Anything worth doing is worth doing right, and arguing done right is an exhausting endeavor. Both a bit spent, we made our way to Luke’s Inside Out to indulge in the restorative powers of beer and sandwiches. Luke’s is an unassuming food truck parked between a bar and a cafe. You can have your meal delivered to either bookending establishment. Its menu is small, specializing in sandwiches that are reworked versions of Italian and Asian classics.
While there were no death-blows exchanged, the learning curve for both of us is a little complicated. The early camping trip had been planned as a sort of dry run for a later leg of the trip, and I know we’re both grateful for the practice, as it gave us the opportunity to work some of the kinks out. It also gave us the opportunity to examine the fact that both of us are composed of a great deal of interwoven kinks, many of which are stubborn and quite comfortable where they are. The official camping leg of the journey will not be the easiest part, but we’re both certainly more prepared now. As with any trial or tribulation, strength comes from passing through adversity. Like apologizing for being a dick, which feels adverse as hell.

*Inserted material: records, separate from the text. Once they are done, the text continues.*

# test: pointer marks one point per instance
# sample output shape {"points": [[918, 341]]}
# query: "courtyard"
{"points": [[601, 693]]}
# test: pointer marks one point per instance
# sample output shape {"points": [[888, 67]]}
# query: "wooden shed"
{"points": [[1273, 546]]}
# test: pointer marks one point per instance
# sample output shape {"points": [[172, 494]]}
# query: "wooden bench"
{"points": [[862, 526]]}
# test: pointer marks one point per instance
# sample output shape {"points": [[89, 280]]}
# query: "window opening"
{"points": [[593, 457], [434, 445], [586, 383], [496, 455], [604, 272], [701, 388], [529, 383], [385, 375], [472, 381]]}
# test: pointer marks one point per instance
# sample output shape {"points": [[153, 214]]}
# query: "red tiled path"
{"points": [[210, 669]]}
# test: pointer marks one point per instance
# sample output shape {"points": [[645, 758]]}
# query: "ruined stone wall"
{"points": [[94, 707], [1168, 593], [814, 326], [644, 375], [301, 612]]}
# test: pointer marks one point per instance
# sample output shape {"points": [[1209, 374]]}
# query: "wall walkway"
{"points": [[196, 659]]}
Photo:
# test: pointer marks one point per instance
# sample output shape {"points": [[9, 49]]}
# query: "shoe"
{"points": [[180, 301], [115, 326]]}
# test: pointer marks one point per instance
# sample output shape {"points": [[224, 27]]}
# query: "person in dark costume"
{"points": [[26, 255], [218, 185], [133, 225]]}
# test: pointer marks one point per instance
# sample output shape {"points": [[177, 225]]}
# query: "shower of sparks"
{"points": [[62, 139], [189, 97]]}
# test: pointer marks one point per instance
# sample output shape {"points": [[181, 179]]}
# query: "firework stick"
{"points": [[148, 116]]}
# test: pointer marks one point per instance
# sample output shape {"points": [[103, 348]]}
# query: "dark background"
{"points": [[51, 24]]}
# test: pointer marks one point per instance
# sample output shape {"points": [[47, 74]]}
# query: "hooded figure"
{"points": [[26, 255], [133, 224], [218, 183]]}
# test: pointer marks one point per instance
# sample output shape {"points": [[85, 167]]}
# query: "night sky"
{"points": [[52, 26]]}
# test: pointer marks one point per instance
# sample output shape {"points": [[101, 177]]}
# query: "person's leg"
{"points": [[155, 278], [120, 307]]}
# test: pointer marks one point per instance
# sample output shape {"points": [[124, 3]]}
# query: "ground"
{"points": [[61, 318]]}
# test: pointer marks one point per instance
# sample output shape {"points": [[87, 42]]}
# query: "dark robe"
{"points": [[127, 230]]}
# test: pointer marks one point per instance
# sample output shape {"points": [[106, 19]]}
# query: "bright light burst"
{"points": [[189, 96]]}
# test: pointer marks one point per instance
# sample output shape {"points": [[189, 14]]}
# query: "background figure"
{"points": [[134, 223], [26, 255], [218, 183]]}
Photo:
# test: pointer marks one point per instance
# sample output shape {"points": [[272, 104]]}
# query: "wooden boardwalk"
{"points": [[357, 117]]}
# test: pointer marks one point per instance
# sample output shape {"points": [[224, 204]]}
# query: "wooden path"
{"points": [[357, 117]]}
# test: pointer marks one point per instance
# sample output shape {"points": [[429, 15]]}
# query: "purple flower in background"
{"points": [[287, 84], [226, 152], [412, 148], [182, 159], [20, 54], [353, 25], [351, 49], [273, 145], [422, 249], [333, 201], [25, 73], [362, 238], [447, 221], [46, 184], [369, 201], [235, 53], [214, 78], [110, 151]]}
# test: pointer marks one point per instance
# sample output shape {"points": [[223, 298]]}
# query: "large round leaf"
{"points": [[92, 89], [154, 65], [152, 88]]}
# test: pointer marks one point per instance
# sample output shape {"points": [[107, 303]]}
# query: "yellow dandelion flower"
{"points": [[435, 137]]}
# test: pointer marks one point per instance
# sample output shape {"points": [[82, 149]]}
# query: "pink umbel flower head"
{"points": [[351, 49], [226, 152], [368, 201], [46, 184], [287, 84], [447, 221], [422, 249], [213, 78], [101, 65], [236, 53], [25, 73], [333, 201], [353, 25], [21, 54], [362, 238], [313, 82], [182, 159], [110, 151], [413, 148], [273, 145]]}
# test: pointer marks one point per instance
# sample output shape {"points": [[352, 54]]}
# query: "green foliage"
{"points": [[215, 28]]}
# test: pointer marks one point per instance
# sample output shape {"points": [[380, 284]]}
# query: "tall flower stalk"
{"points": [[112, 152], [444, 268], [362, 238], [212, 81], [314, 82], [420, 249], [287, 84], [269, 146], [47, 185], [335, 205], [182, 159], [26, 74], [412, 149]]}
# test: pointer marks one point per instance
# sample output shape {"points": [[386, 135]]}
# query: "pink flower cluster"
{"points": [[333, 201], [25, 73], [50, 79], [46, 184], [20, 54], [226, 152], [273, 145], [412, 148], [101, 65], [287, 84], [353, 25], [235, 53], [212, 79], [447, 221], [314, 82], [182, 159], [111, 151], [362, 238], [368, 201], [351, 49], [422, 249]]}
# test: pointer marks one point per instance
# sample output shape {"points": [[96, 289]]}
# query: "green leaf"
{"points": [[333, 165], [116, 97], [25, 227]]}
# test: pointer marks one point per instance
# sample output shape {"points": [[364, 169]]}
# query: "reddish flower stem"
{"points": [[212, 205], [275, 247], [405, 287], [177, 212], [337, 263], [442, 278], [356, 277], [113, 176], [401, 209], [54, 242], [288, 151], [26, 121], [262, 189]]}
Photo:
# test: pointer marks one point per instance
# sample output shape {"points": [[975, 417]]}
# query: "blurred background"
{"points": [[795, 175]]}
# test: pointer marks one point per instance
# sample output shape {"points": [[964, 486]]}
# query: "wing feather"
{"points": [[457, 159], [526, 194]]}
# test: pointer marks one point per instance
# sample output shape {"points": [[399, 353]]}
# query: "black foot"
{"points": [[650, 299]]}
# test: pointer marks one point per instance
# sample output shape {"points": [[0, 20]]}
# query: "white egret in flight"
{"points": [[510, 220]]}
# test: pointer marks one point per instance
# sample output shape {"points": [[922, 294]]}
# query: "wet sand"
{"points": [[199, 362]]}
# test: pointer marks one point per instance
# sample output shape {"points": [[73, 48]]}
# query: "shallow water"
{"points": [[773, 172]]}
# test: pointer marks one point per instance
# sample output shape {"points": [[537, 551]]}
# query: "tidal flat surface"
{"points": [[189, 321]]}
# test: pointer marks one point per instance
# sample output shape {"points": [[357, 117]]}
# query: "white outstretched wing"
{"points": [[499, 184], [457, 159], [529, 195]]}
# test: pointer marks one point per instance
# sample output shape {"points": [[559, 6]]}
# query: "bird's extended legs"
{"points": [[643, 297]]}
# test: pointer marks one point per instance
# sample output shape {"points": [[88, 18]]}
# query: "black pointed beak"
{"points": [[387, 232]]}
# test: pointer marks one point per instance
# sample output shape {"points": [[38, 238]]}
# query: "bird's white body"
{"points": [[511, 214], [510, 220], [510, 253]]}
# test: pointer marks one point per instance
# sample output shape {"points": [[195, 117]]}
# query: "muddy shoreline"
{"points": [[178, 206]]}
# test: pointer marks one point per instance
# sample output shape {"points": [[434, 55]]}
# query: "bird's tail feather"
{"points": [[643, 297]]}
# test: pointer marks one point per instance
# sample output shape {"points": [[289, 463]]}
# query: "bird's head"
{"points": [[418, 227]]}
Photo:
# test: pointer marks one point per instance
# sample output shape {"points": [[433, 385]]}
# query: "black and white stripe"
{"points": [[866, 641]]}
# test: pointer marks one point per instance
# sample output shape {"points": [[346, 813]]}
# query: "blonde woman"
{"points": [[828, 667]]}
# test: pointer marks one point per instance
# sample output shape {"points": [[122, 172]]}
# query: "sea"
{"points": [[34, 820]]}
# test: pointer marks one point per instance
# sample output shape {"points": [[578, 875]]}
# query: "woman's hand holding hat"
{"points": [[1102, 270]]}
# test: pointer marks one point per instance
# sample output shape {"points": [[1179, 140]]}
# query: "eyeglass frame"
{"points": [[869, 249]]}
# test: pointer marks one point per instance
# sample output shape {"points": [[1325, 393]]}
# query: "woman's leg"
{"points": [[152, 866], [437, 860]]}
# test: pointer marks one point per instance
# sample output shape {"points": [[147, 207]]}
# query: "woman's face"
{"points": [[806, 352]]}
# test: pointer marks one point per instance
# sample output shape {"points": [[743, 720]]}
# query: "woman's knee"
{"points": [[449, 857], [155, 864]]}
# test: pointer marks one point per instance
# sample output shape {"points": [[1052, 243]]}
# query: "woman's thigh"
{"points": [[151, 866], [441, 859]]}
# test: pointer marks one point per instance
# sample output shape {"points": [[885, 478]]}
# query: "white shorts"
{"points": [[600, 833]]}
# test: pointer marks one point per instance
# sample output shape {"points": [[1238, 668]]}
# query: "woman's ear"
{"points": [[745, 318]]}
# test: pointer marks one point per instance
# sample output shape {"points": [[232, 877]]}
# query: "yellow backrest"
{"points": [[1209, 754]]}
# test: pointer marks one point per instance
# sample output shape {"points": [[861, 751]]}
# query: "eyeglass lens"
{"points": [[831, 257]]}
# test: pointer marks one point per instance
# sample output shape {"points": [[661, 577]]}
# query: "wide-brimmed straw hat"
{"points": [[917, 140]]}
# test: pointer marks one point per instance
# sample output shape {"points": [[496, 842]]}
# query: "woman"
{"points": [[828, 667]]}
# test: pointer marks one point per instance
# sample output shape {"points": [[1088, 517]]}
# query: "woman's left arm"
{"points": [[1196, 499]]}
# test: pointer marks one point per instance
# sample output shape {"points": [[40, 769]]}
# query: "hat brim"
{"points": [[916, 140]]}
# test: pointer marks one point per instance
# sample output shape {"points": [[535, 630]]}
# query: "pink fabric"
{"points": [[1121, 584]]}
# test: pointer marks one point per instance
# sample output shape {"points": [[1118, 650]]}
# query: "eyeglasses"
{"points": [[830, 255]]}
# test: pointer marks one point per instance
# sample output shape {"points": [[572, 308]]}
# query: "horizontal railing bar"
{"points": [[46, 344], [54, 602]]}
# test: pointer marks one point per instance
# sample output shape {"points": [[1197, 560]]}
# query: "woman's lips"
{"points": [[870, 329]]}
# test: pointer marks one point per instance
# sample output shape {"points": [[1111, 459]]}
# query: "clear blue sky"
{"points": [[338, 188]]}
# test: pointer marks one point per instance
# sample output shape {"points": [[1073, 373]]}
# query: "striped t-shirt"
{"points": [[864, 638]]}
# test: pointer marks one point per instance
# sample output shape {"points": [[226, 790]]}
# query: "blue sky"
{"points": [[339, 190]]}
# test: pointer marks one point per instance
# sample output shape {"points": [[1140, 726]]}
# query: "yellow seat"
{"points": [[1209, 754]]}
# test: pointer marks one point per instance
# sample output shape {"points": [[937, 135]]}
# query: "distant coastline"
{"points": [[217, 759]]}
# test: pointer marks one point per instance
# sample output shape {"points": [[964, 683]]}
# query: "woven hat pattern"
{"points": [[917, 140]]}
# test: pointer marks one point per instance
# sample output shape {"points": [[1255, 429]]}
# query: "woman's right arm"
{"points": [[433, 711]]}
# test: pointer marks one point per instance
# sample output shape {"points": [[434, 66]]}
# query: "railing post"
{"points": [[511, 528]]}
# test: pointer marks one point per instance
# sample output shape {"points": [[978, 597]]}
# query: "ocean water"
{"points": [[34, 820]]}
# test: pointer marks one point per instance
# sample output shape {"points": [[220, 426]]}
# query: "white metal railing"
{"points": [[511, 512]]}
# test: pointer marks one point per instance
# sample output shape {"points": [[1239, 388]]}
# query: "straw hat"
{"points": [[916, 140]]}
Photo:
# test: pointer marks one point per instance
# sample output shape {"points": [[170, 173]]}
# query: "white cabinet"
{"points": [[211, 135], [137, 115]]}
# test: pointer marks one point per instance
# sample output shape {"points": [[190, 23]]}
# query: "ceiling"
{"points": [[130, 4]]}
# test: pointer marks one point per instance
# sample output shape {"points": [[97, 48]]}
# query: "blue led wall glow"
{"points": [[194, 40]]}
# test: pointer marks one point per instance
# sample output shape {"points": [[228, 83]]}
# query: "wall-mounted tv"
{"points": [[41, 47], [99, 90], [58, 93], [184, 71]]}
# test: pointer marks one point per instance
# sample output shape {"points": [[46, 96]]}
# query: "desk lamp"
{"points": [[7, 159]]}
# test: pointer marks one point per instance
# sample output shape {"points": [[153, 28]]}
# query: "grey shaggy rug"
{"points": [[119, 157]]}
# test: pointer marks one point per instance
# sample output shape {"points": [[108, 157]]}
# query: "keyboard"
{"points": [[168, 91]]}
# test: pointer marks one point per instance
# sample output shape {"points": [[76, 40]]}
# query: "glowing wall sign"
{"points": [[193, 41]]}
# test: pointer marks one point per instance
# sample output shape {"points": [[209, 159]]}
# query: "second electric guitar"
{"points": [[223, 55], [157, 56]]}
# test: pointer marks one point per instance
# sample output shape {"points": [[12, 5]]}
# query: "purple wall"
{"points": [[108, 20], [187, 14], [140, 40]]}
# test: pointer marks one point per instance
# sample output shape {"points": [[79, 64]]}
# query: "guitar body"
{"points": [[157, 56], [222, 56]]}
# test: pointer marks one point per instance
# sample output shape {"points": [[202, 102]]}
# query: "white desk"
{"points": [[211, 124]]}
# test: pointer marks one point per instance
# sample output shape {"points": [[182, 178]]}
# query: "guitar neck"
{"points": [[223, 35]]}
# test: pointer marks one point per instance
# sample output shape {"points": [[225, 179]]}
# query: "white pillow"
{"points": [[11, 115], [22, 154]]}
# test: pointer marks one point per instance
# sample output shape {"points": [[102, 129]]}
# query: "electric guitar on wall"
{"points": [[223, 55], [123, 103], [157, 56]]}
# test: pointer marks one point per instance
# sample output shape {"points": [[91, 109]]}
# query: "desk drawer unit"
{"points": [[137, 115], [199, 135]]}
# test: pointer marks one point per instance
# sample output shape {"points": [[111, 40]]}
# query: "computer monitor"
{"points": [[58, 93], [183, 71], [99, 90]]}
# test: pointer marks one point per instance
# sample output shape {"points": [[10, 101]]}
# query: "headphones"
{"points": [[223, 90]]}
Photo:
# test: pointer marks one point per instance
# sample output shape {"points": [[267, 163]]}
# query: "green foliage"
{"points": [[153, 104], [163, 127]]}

The rain persisted as we made our way towards Wheeling, West Virginia. Our path took us past sloping hillsides dotted with coal plants, their orange lights emanating a celestial luminescence in the twilight. They reminded me of the return trips home from New York as a child, my drowsy eyes canvassing the stretch of refineries along the Jersey highway – their lights reflected off the smoke billowing from their stacks, spawning a grave haze, dimly lit against the night. J and I quietly wondered at their majesty, these urban constellations.